Schaatsen in Oranjewoud
Ik woonde samen met mijn ouders en twee broers iets van twee jaar aan het einde van de doodlopende Prinses Marijkelaan in Oranjewoud, naast Heerenveen, aan de overkant van de snelweg richting Leeuwarden. We woonden in een statige villa met een riante achtertuin. Mijn vader had zijn studeerkamer in de achterkamer, die een prachtige open haard had en uitzicht op de achtertuin. Ik keek altijd met groot respect naar zijn eikenhouten bureau, waarop hij zijn preken schreef. Hij was veel ordelijker dan ik, maar ik was dan ook een hippie-achtige dichter in wording. Mijn geliefde, bruine poedel Pedro was toen al bij ons en die krabbelde vaak 's ochtends vroeg aan mijn slaapkamerdeur, waarna zij bij mij in bed sliep. Ik herinner me nog de leren honderiem, die sierlijk gevlecht was. Vaak lag hij op mijn bed, terwijl ik aan mijn schriftelijke tekenopleiding werkte. Ik had duidelijk talent en ik wilde graag kunstschilder worden, maar het ontbrak mij aan doorzettingsvermogen, power en gelukselementen. Bovendien leerde ik de taalkunst kennen en dat lag me net iets meer.

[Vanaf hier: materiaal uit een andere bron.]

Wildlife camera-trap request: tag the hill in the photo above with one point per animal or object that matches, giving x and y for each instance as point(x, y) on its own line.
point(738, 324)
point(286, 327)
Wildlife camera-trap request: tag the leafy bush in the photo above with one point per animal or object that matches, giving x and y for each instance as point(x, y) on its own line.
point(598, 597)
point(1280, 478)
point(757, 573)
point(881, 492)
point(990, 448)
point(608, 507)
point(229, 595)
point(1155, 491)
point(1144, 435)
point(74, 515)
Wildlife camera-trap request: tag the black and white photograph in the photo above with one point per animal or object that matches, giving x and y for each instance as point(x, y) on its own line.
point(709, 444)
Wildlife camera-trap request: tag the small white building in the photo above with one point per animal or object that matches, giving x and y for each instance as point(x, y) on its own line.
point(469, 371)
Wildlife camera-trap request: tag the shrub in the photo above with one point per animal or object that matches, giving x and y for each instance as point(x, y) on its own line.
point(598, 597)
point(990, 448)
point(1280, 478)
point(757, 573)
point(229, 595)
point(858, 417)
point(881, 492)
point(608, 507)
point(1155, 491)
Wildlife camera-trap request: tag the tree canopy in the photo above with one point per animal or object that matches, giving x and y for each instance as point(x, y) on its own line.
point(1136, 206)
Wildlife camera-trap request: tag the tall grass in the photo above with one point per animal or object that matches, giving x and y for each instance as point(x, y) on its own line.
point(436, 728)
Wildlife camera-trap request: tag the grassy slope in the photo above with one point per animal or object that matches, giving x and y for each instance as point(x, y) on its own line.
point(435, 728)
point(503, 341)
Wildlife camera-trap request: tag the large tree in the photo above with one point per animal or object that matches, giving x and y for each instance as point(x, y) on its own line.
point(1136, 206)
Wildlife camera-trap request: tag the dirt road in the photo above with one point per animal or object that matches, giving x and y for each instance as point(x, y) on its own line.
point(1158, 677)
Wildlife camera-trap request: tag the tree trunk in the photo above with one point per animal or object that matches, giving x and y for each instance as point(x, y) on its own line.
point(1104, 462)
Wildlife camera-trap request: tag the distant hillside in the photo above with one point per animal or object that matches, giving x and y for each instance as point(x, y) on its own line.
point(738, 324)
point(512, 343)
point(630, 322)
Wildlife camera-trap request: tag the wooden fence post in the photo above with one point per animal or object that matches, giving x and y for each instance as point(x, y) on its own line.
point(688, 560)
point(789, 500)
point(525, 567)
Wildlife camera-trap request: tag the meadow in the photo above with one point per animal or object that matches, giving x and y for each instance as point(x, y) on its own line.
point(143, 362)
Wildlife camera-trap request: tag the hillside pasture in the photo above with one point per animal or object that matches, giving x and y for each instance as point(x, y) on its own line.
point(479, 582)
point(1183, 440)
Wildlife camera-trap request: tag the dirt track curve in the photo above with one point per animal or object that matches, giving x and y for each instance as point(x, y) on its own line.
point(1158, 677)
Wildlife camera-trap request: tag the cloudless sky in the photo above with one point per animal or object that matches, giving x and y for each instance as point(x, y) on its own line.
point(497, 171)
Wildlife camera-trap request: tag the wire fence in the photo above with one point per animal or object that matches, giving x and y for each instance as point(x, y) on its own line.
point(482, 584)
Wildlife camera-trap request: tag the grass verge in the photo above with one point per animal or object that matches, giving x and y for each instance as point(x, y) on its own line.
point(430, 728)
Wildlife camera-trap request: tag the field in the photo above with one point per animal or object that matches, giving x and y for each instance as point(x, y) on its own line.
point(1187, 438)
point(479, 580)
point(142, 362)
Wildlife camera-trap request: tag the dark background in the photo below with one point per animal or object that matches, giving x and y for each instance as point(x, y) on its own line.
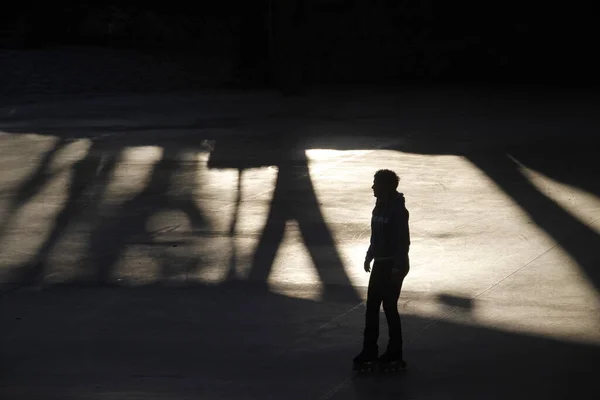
point(292, 43)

Ik las honderden stripboekjes in zwart-wit, oorlogsboekjes, westernboekjes en softpornoboekjes, zoals Jolanda. Dat werd later aangevuld met Chick, Candy, Seventeen, Tuk en de Playboy in de oude vorm. Ik wist waar mijn oudste broer Addy zijn voorraad verstopte. Ik speelde met zijn stiletto, kijkend of die mijn hand zou raken. Hij had een zwaar knetterende motor. Bij zijn inhuldiging als agent viel hij flauw. Hij was nog niet eens achttien. Autodrop, ze zouden het moeten verbieden! Addy had een vriendin met Amerikaanse megaborsten en koeieogen, wat ik wel grappig vond. Op de koeienmarkt in Gouda schreeuwde een boer eens: 'Beste uiers!', toen hij een koe keurde. Het was vooral de erotische manier waarop, die me bij is gebleven. Het buurmeisje Alina noemde ik Alinea en we deden daar aan straathockey of we voetbalden op een veldje verderop.

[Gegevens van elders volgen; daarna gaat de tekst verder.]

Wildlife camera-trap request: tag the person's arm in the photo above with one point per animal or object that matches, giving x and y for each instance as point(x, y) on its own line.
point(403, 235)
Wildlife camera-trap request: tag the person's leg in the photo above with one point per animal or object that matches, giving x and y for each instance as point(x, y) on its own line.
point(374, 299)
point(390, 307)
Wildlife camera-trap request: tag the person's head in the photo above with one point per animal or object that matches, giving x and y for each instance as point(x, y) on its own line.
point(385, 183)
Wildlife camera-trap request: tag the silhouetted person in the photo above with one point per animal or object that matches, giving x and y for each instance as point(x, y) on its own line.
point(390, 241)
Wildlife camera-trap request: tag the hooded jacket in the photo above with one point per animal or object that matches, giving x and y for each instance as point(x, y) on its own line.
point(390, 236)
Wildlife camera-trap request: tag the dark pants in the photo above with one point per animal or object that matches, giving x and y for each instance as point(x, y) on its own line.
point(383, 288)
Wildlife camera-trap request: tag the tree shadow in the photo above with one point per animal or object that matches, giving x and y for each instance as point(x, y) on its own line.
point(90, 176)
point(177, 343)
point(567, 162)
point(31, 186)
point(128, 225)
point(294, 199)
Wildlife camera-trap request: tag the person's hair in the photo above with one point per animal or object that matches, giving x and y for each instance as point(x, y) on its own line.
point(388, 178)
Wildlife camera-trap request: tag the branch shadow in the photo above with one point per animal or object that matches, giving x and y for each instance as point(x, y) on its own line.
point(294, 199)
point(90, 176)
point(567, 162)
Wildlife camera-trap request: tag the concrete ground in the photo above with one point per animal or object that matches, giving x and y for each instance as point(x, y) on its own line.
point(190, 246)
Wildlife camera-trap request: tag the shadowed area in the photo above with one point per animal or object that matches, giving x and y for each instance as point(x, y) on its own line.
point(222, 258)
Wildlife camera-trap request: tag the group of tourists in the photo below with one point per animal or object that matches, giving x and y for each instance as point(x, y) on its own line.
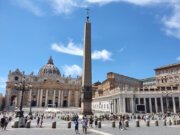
point(4, 122)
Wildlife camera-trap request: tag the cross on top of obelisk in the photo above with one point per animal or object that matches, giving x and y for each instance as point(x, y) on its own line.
point(87, 14)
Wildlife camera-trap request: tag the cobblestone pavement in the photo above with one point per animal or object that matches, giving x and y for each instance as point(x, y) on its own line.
point(105, 130)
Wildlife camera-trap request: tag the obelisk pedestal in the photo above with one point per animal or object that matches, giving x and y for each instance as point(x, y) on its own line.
point(86, 91)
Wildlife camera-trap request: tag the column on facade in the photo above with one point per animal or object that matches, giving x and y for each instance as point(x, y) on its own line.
point(156, 106)
point(41, 95)
point(162, 107)
point(145, 108)
point(46, 101)
point(132, 104)
point(30, 97)
point(54, 98)
point(150, 105)
point(139, 100)
point(115, 106)
point(118, 106)
point(8, 99)
point(20, 96)
point(59, 98)
point(62, 98)
point(69, 98)
point(174, 104)
point(112, 105)
point(124, 104)
point(76, 98)
point(38, 91)
point(114, 111)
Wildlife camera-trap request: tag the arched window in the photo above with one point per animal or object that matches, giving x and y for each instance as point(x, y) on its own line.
point(16, 78)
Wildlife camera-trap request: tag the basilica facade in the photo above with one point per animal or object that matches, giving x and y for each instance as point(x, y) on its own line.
point(123, 94)
point(48, 88)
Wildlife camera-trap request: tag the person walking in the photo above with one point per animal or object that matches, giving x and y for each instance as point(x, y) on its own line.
point(3, 122)
point(91, 122)
point(6, 123)
point(96, 122)
point(38, 120)
point(120, 122)
point(84, 124)
point(76, 123)
point(41, 121)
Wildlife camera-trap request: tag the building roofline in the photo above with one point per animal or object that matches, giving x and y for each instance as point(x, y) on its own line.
point(167, 66)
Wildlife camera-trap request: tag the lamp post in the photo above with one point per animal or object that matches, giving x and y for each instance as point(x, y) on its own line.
point(167, 100)
point(30, 107)
point(111, 103)
point(22, 86)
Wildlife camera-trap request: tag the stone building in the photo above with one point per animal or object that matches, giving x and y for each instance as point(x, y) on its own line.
point(49, 88)
point(1, 101)
point(122, 94)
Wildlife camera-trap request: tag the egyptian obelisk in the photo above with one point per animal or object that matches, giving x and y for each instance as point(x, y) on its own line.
point(86, 91)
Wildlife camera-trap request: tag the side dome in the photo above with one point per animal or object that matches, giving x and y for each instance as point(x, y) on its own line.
point(49, 69)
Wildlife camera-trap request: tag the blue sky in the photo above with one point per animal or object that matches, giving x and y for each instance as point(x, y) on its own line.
point(129, 37)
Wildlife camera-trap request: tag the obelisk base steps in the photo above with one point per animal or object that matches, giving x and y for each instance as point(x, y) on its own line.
point(86, 108)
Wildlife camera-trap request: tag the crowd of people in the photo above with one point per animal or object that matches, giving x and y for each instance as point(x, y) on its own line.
point(86, 122)
point(4, 121)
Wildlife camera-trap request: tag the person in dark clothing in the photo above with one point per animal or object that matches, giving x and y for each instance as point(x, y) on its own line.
point(3, 122)
point(76, 123)
point(38, 120)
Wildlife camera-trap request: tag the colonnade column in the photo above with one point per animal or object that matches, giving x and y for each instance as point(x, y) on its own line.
point(54, 94)
point(41, 94)
point(38, 98)
point(162, 107)
point(120, 102)
point(20, 95)
point(62, 96)
point(132, 102)
point(145, 105)
point(150, 105)
point(139, 100)
point(76, 99)
point(59, 99)
point(115, 106)
point(118, 106)
point(69, 98)
point(174, 104)
point(124, 105)
point(46, 101)
point(30, 97)
point(156, 104)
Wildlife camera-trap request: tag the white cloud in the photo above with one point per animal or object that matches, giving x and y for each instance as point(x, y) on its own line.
point(121, 50)
point(77, 49)
point(30, 6)
point(66, 6)
point(178, 58)
point(172, 23)
point(73, 70)
point(71, 48)
point(3, 82)
point(104, 55)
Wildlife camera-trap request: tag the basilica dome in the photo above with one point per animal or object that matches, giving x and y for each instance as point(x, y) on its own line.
point(49, 69)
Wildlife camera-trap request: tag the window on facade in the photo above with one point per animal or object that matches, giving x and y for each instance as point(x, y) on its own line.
point(65, 93)
point(16, 78)
point(176, 78)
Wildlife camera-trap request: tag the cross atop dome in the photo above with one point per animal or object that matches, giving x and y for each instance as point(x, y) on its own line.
point(50, 61)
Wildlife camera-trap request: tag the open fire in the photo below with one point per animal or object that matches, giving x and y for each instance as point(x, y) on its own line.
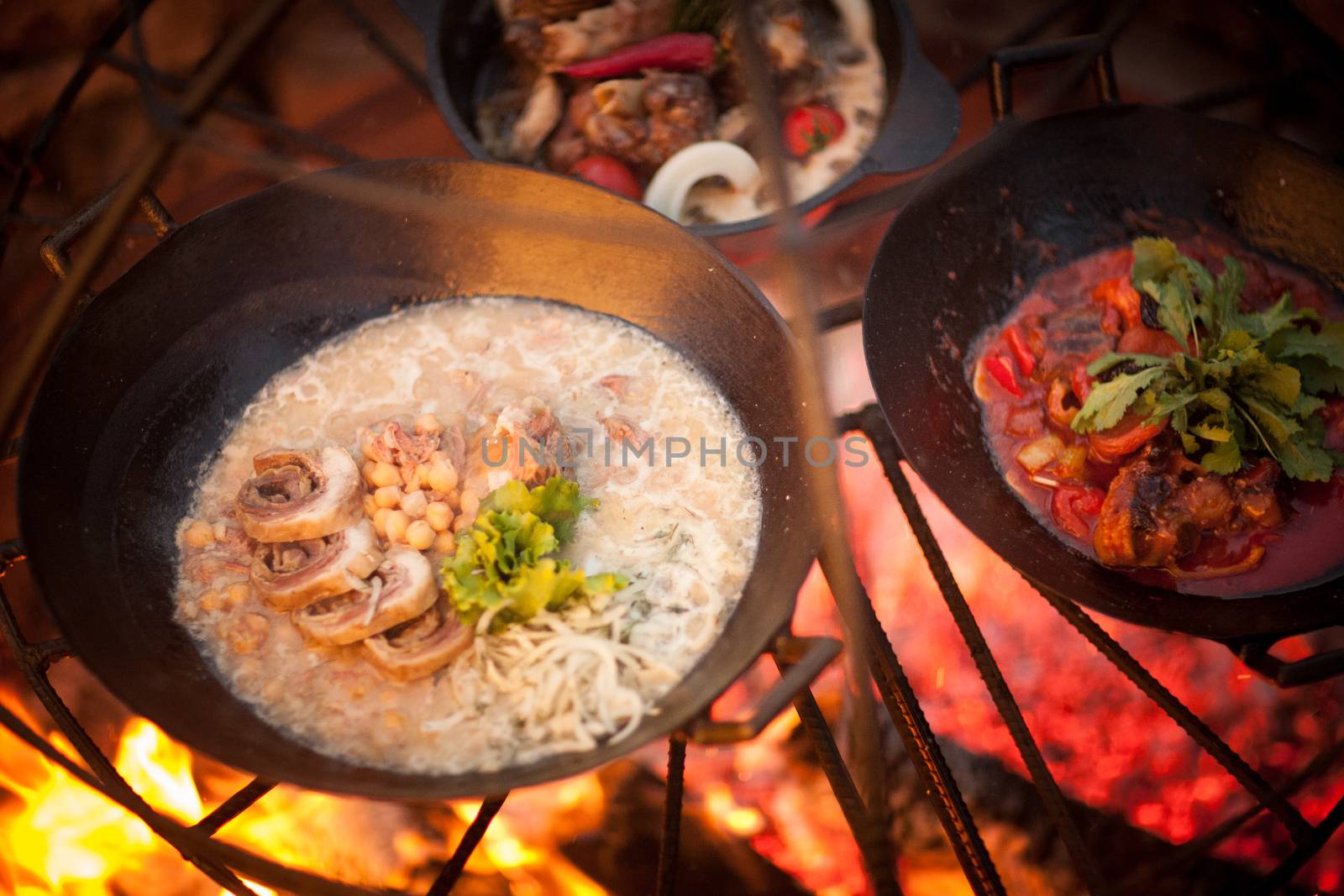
point(764, 808)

Ik heb er ook aan kattekwaad gedaan, zoals met strijkers postbussen opblazen, post jatten en bij anderen in de tuin slingeren, deurtje bellen en in de pronktuinen bijzondere bloemen knakken. Gewoon voor de spannende adrenalinekick. Verderop in Oranjewoud staan de grotere huizen, die meestal door de adel worden bewoond. In de zomer visten we daar of deden we aan polsstok springen en 's winters schaatsten we daar. Vaak jogde ik in mijn eentje door de bossen en vergaapte ik mij aan de helende schoonheid van de natuur. Op een dag gingen we als compleet gezin schaatsen op van die brede wateren, terwijl de zon het schouwspel extra mooi maakte. Mijn moeder filmde dat en de beelden zijn er nog steeds. Ondanks mijn zwakke enkels wist ik op mijn lage Noren toch behoorlijk vooruit te komen. We zagen in het ijs een bevroren, kromgetrokken snoek. Heel bizar. Het landschap was net een oud-Hollands schilderij, uitzonderlijk feeëriek en intrinsiek wazig. Ik voelde me in een meesterwerk van een oude meester schaatsen en ik zal die geluksmomenten altijd blijven koesteren.